200 College Street
Final Oral Exam Seminar: Exploring the Specificity and Diversity of Reductive Dehalogenase Enzymes for Improved Bioremediation (Katherine Picott)
When: October 18, 2024 @9:00 – 9:25 a.m.
Place: Wallberg #407
Teams:
Meeting ID: 224 024 752 344
Passcode: iUBk6Z
Abstract:
Industrialization has caused the rapid development and production of organohalide compounds, resulting in their mass contamination in the environment where they are recalcitrant to degradation and pose serious health risks. Bioremediation emerged as a solution to remove chlorinated solvents that contaminate groundwater. The process invokes the activity of the reductive dehalogenase (RDase) enzyme family, which removes halogens from their substrates to ultimately detoxify them. RDases are found in diverse environments, including many anthropogenic waste treatment facilities, but their characterization is dominated by representatives associated with chlorinated solvents, and even these have modest characterization. The primary bottleneck in studying RDases is their production as they have been uncooperative in heterologous expression. This limitation not only slows the study of RDases, but prevents studies that rely on gene manipulation like structure-function investigations and restricts characterization to RDases that express under lab settings.
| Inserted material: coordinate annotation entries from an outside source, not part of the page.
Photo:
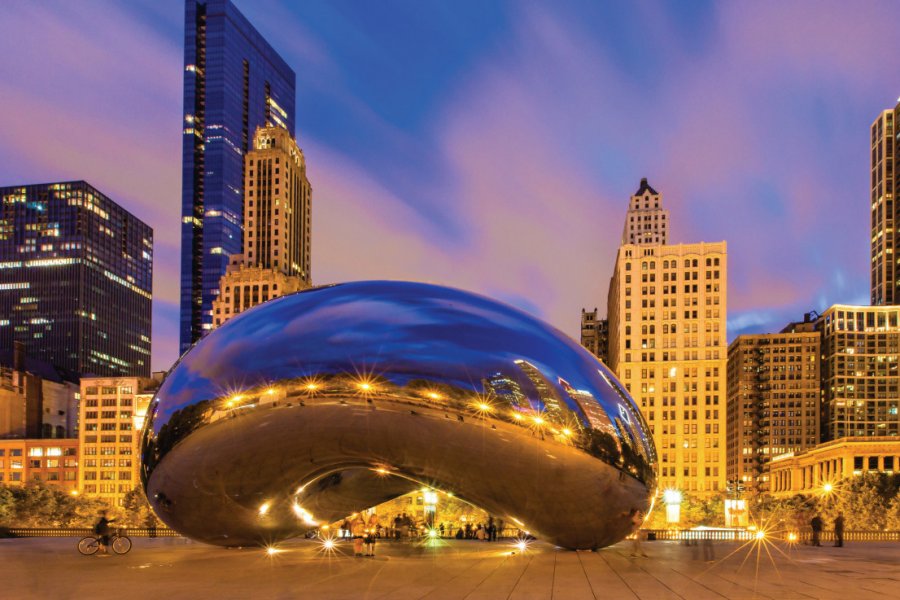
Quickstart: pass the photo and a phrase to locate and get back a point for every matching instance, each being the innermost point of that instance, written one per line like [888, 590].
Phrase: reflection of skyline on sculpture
[421, 384]
[397, 339]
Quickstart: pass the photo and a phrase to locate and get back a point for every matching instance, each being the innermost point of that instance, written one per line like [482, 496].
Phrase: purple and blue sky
[493, 145]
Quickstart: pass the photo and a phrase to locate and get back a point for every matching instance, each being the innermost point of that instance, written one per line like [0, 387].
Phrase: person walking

This work aims to enhance the characterization of the RDase family, addressing both detailed specifics and broader perspectives. First, a system for RDase expression in E. coli is developed by addressing the need for RDases’ two cofactors: cobalamin and iron-sulfur clusters. In co-expressing the RDase with a cobalamin uptake pathway, the active expression of six Dehalobacter RDases was achieved. This system allowed for kinetic and mutagenic studies for highly similar chloroalkane RDases. These comparative studies highlight the nuanced way in which RDases interact with and select their substrates
and identify residues as hot spots for manipulation. Additionally, mining RDases from anthropogenic waste facilities emphasized that the current knowledge of the RDase family is only scratching the surface. The global presence and diversity of RDases reveal an untapped potential for discovering methods to remove the concerning, emerging organohalide contaminants.
Overall, this work provides a comprehensive framework for the characterization of the RDase family and will accelerate our understanding of these enzymes. The findings lay a strong foundation to enable the discovery and design of RDases and advance their application in the removal of persistent contaminants.